Der Platz im Walde, wo gefrühstückt werden sollte, lag nicht weit vom See – ein schmaler Durchhau umfaßte ein Stück - seines Spiegels und ließ es hinüberleuchten auf die engbegrenzte, von Buchen beschattete Waldwiese. Diese kleine Oase hatte Prinz Heinrich sehr geliebt zierlich gemeißelte steinerne Tische und Bänke standen umher, und unter dem Lieblingsbaum des fürstlichen Herrn, einer prachtvollen Rothbuche, erhob sich auf einem Sockel von Sandstein seine lebensgroße, in Erz gegossene Büste. … Auch hier lief die Grenze des Zweiflingen’schen Forstes ziemlich nahe vorüber – einzelne eingestreute Weißbirken blinkten fernher durch das Unterholz und bezeichneten gleichsam die Scheidelinie, und bei stillem Wetter drang das Dohlengeschrei von den Thürmen des Waldhauses, herüber.

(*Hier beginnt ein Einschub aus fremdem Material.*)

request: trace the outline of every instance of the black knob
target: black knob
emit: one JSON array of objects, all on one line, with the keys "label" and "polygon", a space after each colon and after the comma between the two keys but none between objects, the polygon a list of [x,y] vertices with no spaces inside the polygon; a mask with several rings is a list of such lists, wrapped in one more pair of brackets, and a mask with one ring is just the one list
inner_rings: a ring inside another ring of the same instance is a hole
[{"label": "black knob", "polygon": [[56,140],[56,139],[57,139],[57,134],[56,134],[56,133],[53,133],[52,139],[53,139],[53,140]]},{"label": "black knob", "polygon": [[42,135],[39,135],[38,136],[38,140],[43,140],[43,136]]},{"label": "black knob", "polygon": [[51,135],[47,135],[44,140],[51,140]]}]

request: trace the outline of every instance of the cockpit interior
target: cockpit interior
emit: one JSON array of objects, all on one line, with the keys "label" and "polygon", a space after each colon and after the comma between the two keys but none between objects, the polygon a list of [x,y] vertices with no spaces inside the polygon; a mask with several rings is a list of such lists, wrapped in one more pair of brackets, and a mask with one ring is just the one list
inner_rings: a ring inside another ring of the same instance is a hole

Die Baronin Fleury beschleunigte ihre Schritte, als sie in den Wald eintrat. Ihr schönes Gesicht zeigte nichts von jenem stillbehaglichen Genuß, den ein Spaziergang im morgenfrischen Wald gewährt – es lag vielmehr ein Ausdruck von Spannung und Neugier in den schwarzen Augen. … Sie umschritt den See und betrat den Holzweg, an dessen Mündung die junge Gräfin vorgestern den Kahn angelegt hatte, während die Kinder sangen. Durch das Gebüsch schimmerte unfern das weiße Tuch, welches die Lakaien über den Frühstückstisch gebreitet hatten, aber die Dame huschte mit einem scheuen Blick nach den hantirenden Domestiken weiter auf dem Weg, der direct in das alte Zweiflingen’sche Revier lief. … Bis zu einer gewissen Stelle, die gleichsam den Knotenpunkt zweier sich abzweigender Pfade bildete, war sie auch früher gar manches Mal gewandelt, weiter aber nicht – diese schmalen Schlangenlinien mündeten ja in der Nähe des Waldhauses. Die hochgestiegene letzte Zweiflingen gestattete weder ihrem Gedächtniß, noch ihrer Umgebung, sie je an die Zeit des Mangels und der Erniedrigung zu erinnern, und aus dem Grunde hatte sie nie wieder die Schwelle des alten Jagdhauses betreten.

Heute aber wurde der Rubicon überschritten. Die Vögel, die im Dickicht brüteten, schwirrten aufgescheucht in die Baumkronen und schrieen mit vorgestreckten Hälsen auf die Frauengestalt nieder, die geschmeidig zwischen den feuchten Zweigen hineilte, ohne daß ein Thautropfen ihr helles Gewand benetzte. … Die Weißbirken lagen längst hinter ihr, und nun wurde allmählich der Weg breiter, die Bäume traten auseinander, und hinter dem Gebüsch, das schleierartig zerstoß, erschien das graue Gemäuer des Waldhauses.

Die Baronin trat hinter einen Strauch, bog die Zweige auseinander und sah hinüber – sie hatte die Façade vor sich.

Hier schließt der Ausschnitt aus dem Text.